Weighing as much as a dozen African elephants and clad in armour-plated skin, Dreadnoughtus - meaning "fears nothing" - would have lived up to its name.
The supermassive dinosaur, whose almost complete skeleton was found in southern Patagonia, Argentina, breaks all records for the largest animal that ever walked the Earth.
It belonged to the family of Titanosaurs that were famous for their size and the bony plates that protected their bodies like a suit of armour.
Dreadnoughtus schrani, which inhabited a temperate forest at the southern tip of South America 77 million years ago, measured 85 feet from its head to tail and tipped the scales at 65 tons.
Like other "sauropod" dinosaurs of its type, it stood on four legs and had a long neck and tail, which may have been used in self defence.
Dr Kenneth Lacovara, from Drexel University in Philadelphia, US, who led the discovery team, said: "Dreadnoughtus schrani was astoundingly huge. It weighed as much as a dozen African elephants or more than seven T. rex.
"Shockingly, skeletal evidence shows that when this 65-ton specimen died, it was not yet full grown. It is by far the best example we have of any of the most giant creatures to ever walk the planet."

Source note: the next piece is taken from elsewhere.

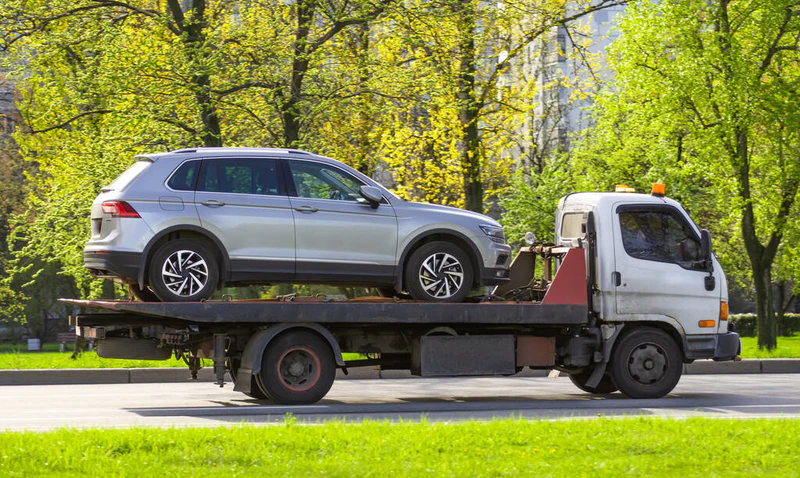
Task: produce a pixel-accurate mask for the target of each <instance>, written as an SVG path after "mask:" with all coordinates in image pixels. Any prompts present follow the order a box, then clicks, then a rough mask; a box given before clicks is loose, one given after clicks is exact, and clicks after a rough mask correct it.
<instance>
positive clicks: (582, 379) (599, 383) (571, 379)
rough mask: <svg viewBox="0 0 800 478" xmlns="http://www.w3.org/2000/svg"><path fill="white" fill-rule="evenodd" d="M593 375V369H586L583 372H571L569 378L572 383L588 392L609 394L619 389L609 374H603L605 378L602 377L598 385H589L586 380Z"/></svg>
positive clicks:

Explaining how he chose the dinosaur's name, he added: "With a body the size of a house, the weight of a herd of elephants, and a weaponised tail, Dreadnoughtus would have feared nothing.
"That evokes to me a class of turn-of-the-last century battleships called the dreadnoughts, which were huge, thickly clad and virtually impervious."
To grow so large, Dreadnoughtus would have had to consume colossal quantities of vegetation.
"Imagine a life-long obsession with eating," said Dr Lacovara said. "Every day is about taking in enough calories to nourish this house-sized body. I imagine their day consists largely of standing in one place.
"You have this 37-foot-long neck balanced by a 30-foot-long tail in the back. Without moving your legs, you have access to a giant feeding envelope of trees and fern leaves. You spend an hour or so clearing out this patch that has thousands of calories in it, and then you take three steps over to the right and spend the next hour clearing out that patch."
The skeleton contained 70% of the dinosaur's bones, excluding the skull, and included neck vertebrae over a yard wide, numerous ribs, a six-foot tall thigh bone, and a small section of jaw.
Bones from another, smaller Dreadnoughtus with a less-complete skeleton were also unearthed at the site.
Both animals are thought to have been buried quickly after a river burst its banks, turning the ground into "something like quicksand", said Dr Lacovara.
A description of Dreadnoughtus schrani appears in the journal Scientific Reports, published by the Nature group.